Nach der gezielten Abschiebung tausender Roma aus Frankreich und dem heftigen offenen Schlagabtausch darüber in der EU möchte KLARTEXT wissen: Wie gehen wir hier mit dieser Minderheit um? Jedes Jahr zieht es zahlreiche Roma nach Berlin. Und: Viele sind gekommen, um zu bleiben…

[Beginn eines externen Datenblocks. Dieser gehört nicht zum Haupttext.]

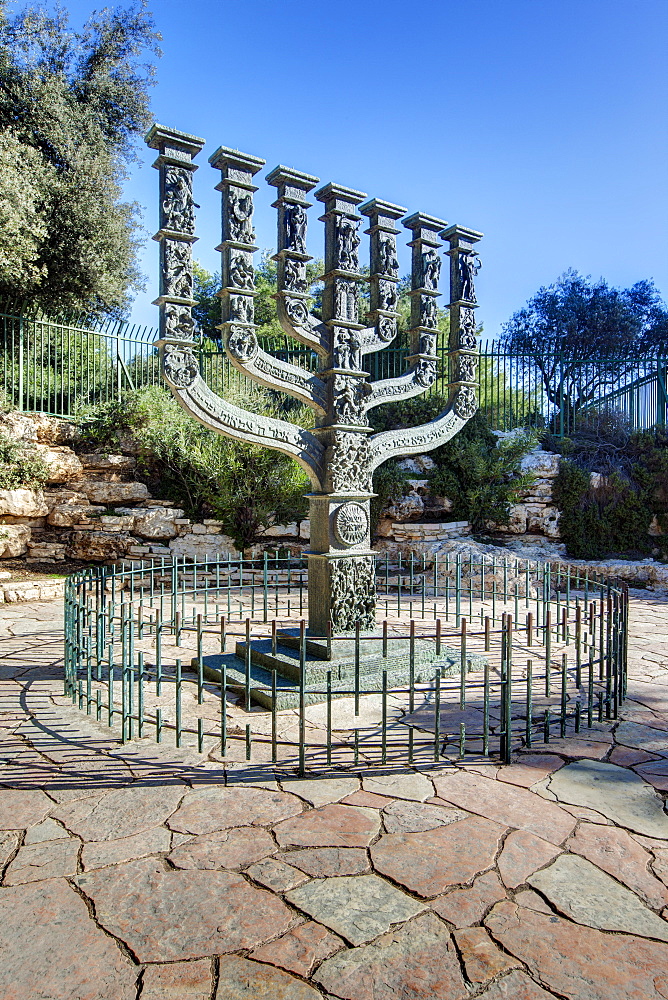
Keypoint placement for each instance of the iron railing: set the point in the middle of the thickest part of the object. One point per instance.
(497, 654)
(64, 366)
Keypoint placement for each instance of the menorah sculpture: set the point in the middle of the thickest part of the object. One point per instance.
(341, 451)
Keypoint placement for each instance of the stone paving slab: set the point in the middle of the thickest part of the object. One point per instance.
(357, 907)
(142, 871)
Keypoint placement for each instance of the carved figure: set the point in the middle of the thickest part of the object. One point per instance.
(178, 279)
(296, 311)
(428, 311)
(388, 262)
(341, 450)
(425, 372)
(241, 271)
(466, 402)
(387, 328)
(469, 265)
(349, 395)
(347, 349)
(294, 275)
(353, 593)
(347, 243)
(241, 309)
(467, 338)
(387, 295)
(467, 365)
(240, 213)
(431, 269)
(346, 300)
(427, 343)
(180, 366)
(179, 323)
(177, 205)
(349, 463)
(242, 343)
(295, 226)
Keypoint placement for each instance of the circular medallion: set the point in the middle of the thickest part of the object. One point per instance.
(351, 524)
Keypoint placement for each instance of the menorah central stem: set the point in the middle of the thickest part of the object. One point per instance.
(341, 451)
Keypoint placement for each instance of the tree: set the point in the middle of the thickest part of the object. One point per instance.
(583, 339)
(71, 105)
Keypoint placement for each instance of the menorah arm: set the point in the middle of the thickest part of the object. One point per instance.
(419, 378)
(298, 323)
(218, 415)
(248, 357)
(416, 440)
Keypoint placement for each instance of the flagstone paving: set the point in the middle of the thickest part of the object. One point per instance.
(142, 872)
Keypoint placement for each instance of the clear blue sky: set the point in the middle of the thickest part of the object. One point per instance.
(541, 123)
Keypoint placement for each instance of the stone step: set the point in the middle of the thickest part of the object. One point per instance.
(286, 664)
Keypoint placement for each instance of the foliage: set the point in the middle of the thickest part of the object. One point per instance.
(71, 105)
(480, 477)
(206, 287)
(569, 332)
(389, 484)
(244, 486)
(610, 514)
(18, 466)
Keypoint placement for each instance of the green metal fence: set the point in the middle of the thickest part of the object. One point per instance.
(499, 654)
(65, 366)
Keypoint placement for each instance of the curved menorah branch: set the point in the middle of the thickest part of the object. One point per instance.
(416, 440)
(413, 383)
(341, 452)
(301, 325)
(234, 422)
(275, 374)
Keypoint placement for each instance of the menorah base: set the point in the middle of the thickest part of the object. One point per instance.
(344, 677)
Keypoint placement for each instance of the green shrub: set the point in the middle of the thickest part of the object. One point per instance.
(18, 467)
(244, 486)
(481, 477)
(389, 484)
(612, 518)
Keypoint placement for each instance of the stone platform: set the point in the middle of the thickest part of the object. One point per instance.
(139, 870)
(341, 665)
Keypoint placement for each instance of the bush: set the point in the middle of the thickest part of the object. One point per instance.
(244, 486)
(611, 518)
(18, 467)
(389, 484)
(481, 477)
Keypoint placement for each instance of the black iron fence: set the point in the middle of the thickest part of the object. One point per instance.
(470, 656)
(65, 366)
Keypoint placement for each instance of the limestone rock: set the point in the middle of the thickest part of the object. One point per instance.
(177, 981)
(63, 465)
(541, 463)
(52, 950)
(240, 979)
(587, 895)
(405, 508)
(108, 467)
(54, 430)
(417, 960)
(203, 546)
(166, 916)
(356, 907)
(581, 962)
(23, 502)
(67, 515)
(615, 791)
(418, 464)
(109, 493)
(14, 540)
(98, 546)
(153, 522)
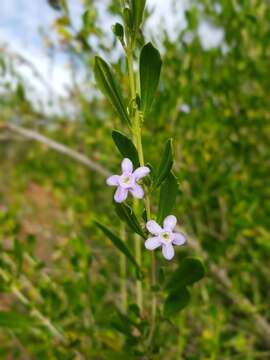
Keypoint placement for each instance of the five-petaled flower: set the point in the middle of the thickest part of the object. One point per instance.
(127, 181)
(164, 237)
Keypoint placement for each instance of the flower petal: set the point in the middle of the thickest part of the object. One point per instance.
(141, 172)
(113, 180)
(127, 166)
(179, 239)
(168, 251)
(137, 191)
(153, 227)
(169, 222)
(120, 194)
(152, 243)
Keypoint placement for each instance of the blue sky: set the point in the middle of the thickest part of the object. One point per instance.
(21, 19)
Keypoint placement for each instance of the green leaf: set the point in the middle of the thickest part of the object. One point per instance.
(176, 301)
(166, 163)
(126, 214)
(167, 197)
(14, 321)
(190, 271)
(119, 244)
(126, 147)
(150, 67)
(110, 89)
(137, 7)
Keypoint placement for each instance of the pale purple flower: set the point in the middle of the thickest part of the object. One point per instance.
(127, 181)
(164, 237)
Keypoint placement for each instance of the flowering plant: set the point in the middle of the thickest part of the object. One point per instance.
(142, 182)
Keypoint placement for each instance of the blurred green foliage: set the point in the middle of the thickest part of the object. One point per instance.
(58, 269)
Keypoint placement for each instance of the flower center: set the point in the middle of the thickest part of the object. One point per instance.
(166, 236)
(126, 180)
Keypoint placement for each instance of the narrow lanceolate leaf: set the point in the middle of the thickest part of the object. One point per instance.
(150, 67)
(167, 197)
(137, 7)
(176, 301)
(190, 271)
(110, 89)
(126, 147)
(127, 215)
(119, 244)
(166, 163)
(14, 321)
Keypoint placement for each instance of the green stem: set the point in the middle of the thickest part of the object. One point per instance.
(123, 274)
(137, 245)
(137, 138)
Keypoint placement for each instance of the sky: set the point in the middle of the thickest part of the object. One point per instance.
(22, 20)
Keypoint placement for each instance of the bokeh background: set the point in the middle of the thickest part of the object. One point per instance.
(213, 99)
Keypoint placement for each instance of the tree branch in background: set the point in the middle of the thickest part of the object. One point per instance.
(262, 326)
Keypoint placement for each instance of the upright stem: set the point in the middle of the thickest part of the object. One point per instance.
(123, 273)
(137, 244)
(137, 138)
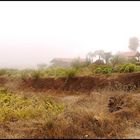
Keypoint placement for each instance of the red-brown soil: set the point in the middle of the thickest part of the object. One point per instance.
(124, 81)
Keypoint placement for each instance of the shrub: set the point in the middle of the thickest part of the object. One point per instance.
(98, 70)
(36, 74)
(107, 70)
(70, 73)
(128, 68)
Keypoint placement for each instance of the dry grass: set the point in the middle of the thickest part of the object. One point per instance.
(84, 116)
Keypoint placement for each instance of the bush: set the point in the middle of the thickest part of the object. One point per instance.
(103, 69)
(107, 70)
(128, 68)
(98, 70)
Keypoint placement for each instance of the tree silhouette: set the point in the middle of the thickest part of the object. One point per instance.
(133, 43)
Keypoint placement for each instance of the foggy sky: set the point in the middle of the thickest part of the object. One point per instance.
(36, 32)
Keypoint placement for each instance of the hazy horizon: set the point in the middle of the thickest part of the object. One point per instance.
(36, 32)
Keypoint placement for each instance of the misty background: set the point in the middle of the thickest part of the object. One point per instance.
(36, 32)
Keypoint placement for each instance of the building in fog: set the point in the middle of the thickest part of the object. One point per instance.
(65, 62)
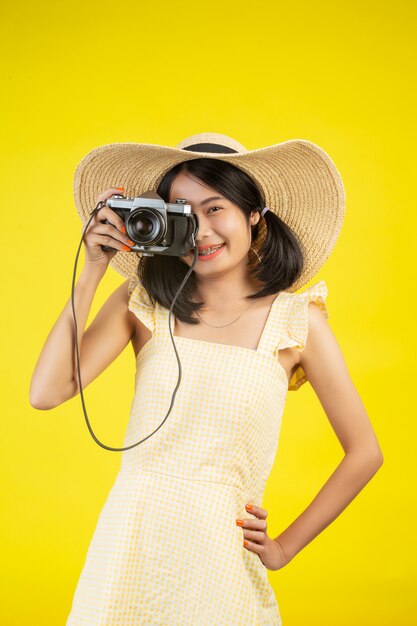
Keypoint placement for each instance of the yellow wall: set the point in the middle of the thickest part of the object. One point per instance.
(77, 75)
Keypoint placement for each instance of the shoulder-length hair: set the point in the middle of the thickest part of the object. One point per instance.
(281, 254)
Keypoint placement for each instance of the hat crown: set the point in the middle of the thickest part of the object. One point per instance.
(211, 142)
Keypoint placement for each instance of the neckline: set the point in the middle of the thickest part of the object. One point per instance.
(256, 350)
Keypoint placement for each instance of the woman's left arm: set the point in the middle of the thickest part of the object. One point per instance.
(324, 365)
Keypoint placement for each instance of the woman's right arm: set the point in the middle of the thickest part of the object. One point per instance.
(55, 378)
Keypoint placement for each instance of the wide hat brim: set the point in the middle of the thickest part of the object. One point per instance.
(300, 182)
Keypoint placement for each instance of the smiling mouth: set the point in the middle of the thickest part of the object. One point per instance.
(211, 250)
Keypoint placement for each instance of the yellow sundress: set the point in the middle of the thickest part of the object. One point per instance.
(166, 550)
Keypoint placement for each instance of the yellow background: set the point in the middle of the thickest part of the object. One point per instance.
(78, 75)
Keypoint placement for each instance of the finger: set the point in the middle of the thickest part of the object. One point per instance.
(106, 213)
(254, 524)
(105, 240)
(108, 229)
(257, 510)
(105, 195)
(254, 535)
(253, 547)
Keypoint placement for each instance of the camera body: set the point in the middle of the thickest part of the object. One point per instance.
(156, 226)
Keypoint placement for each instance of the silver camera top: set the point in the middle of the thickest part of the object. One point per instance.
(149, 199)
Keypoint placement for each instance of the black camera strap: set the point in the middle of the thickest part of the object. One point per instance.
(93, 212)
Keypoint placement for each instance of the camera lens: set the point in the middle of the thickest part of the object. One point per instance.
(145, 226)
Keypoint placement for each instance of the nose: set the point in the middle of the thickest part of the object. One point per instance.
(204, 231)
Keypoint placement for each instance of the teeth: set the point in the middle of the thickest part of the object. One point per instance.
(210, 250)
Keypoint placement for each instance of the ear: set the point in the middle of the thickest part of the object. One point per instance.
(255, 216)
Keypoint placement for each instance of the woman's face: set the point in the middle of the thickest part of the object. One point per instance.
(220, 222)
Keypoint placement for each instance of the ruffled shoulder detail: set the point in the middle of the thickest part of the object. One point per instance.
(140, 303)
(296, 330)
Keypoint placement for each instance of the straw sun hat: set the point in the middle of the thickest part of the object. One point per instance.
(299, 180)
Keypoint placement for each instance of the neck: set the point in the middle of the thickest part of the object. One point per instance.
(224, 292)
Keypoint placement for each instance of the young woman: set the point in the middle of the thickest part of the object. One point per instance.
(183, 537)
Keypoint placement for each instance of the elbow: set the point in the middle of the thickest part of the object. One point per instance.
(40, 404)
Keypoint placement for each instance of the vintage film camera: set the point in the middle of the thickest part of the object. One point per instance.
(156, 227)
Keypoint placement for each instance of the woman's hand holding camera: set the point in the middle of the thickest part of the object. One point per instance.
(100, 234)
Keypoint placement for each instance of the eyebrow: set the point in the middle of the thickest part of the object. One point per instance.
(210, 199)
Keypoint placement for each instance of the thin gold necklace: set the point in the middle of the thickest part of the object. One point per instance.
(230, 323)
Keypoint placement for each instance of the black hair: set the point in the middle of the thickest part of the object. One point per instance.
(281, 254)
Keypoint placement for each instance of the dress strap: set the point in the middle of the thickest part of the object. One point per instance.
(275, 323)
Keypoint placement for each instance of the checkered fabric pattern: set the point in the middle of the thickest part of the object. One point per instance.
(166, 550)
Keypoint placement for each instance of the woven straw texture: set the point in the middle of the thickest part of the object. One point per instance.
(299, 180)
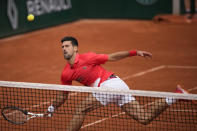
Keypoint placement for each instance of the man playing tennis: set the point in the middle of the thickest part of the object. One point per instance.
(87, 69)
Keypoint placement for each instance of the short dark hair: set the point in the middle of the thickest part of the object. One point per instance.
(70, 38)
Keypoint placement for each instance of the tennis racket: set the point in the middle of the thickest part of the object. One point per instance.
(19, 116)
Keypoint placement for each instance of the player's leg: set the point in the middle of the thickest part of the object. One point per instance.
(195, 15)
(85, 106)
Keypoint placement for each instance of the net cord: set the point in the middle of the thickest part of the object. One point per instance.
(96, 90)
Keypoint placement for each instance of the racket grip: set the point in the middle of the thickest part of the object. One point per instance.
(50, 115)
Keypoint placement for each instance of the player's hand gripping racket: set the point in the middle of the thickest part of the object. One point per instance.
(17, 116)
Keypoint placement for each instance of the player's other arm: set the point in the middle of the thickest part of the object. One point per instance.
(61, 97)
(123, 54)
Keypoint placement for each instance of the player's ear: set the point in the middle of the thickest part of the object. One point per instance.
(76, 48)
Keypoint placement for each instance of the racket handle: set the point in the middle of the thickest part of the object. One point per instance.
(50, 115)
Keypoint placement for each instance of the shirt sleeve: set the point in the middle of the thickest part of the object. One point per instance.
(63, 82)
(99, 58)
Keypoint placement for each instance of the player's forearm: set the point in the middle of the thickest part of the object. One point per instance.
(121, 55)
(60, 99)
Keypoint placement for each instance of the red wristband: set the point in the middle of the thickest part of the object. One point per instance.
(132, 53)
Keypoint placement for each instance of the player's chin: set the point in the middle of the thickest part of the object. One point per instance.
(67, 57)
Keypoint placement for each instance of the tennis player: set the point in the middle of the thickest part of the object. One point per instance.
(86, 69)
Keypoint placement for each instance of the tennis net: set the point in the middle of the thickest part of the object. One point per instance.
(37, 97)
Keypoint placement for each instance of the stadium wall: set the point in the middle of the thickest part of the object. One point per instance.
(53, 12)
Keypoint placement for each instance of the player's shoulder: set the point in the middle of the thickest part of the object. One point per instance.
(88, 54)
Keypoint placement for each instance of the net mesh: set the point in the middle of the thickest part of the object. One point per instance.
(36, 98)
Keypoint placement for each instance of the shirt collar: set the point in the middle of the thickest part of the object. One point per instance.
(76, 61)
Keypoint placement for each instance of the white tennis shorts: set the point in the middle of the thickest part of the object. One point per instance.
(113, 84)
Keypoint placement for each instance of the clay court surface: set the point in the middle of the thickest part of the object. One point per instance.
(37, 56)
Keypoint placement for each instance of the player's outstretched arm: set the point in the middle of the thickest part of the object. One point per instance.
(123, 54)
(60, 99)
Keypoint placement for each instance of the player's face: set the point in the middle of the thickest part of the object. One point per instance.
(68, 49)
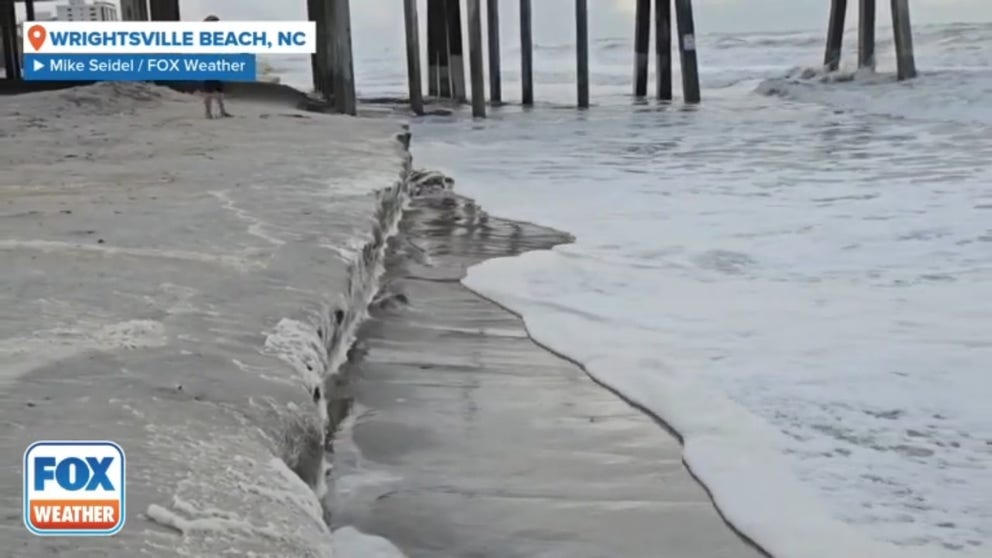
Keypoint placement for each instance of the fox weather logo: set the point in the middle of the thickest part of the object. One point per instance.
(74, 488)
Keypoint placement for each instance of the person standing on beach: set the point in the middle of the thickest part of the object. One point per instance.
(214, 90)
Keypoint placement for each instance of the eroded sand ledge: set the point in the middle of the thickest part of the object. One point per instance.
(468, 439)
(168, 283)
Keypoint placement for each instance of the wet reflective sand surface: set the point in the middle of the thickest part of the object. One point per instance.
(468, 439)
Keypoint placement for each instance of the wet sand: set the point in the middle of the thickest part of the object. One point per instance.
(161, 283)
(467, 439)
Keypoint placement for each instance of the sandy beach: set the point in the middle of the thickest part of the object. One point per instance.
(169, 284)
(468, 439)
(190, 289)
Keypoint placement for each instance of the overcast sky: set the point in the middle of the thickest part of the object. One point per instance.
(377, 20)
(612, 17)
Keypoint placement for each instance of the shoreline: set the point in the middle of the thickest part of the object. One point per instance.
(401, 434)
(177, 279)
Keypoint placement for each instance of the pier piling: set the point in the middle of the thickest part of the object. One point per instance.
(687, 50)
(582, 51)
(413, 56)
(344, 83)
(492, 26)
(475, 58)
(8, 34)
(866, 34)
(435, 38)
(164, 10)
(136, 10)
(642, 37)
(905, 61)
(526, 54)
(456, 60)
(663, 48)
(835, 34)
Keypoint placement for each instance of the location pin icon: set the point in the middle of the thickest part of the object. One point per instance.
(36, 35)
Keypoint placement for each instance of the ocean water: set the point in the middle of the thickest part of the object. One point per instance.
(794, 275)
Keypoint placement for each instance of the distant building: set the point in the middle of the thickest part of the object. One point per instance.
(79, 10)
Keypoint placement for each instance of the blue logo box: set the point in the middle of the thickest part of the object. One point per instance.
(139, 67)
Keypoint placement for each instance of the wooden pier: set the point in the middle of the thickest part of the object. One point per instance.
(901, 29)
(333, 65)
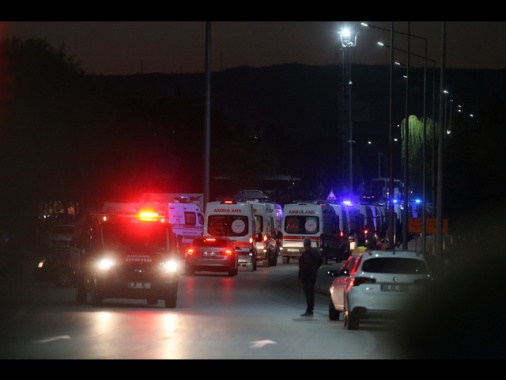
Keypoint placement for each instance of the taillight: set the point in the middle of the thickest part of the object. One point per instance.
(362, 280)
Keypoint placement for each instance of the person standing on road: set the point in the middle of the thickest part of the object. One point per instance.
(309, 263)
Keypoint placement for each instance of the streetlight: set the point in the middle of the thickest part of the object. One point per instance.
(379, 164)
(348, 41)
(405, 227)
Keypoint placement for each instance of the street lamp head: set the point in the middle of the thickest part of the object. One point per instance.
(348, 38)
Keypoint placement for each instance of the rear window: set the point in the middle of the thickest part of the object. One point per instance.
(394, 265)
(210, 242)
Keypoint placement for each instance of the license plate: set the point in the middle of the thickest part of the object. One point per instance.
(139, 285)
(394, 288)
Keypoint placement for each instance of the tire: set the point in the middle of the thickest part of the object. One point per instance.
(63, 278)
(171, 298)
(273, 259)
(333, 313)
(189, 270)
(96, 299)
(81, 294)
(351, 323)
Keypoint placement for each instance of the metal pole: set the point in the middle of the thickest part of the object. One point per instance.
(207, 158)
(424, 234)
(439, 221)
(391, 223)
(350, 120)
(404, 219)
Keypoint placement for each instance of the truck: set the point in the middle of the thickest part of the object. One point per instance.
(236, 221)
(266, 234)
(125, 255)
(315, 221)
(184, 212)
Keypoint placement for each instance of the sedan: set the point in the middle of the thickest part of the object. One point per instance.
(58, 236)
(377, 284)
(211, 254)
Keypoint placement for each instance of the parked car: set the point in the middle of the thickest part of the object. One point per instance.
(57, 236)
(376, 284)
(211, 254)
(56, 268)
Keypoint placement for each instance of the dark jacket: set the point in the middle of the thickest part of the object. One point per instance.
(309, 263)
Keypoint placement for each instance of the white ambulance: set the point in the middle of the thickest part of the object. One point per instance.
(236, 221)
(316, 221)
(265, 237)
(187, 219)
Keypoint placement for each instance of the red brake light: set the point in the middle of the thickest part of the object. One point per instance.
(147, 215)
(362, 280)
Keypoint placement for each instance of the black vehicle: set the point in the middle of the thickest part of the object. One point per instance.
(126, 256)
(208, 253)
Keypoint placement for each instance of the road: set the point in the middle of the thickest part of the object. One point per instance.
(255, 315)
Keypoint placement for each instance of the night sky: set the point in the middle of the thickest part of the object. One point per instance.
(129, 47)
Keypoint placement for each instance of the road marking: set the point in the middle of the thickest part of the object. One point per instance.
(261, 343)
(52, 339)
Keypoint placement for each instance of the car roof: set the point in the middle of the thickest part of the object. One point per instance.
(392, 253)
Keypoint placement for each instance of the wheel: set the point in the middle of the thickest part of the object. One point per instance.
(96, 299)
(171, 299)
(81, 294)
(333, 313)
(63, 278)
(273, 259)
(350, 322)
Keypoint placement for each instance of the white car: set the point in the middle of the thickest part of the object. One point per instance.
(376, 284)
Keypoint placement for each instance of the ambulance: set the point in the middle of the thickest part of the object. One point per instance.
(265, 237)
(315, 221)
(186, 217)
(236, 221)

Roma in Berlin - fast täglich kann man ihnen begegnen. Wie viele genau hier leben und wo, niemand weiß es genau. Sie kommen, weil sie in ihren Heimatländern keine Perspektive sehen, doch Ihr Aufenthalt in Deutschland schafft auch Probleme. Wir wollten wissen: Wie geht die Politik mit den Roma in Berlin um? Ausgelöst hat diese Frage bei uns die Diskussion um die massenweise Ausweisung von Roma in Frankreich. Sie erinnern sich: Seit Juli hat Präsident Sarkozy mehr als 1000 Roma nach Bulgarien und Rumänien abschieben lassen. Heute hat die EU-Kommission Frankreich dafür offiziell kritisiert und rechtliche Schritte angedroht. Wie aber sieht die Situation der osteuropäischen Roma bei uns aus? Robert Frenz.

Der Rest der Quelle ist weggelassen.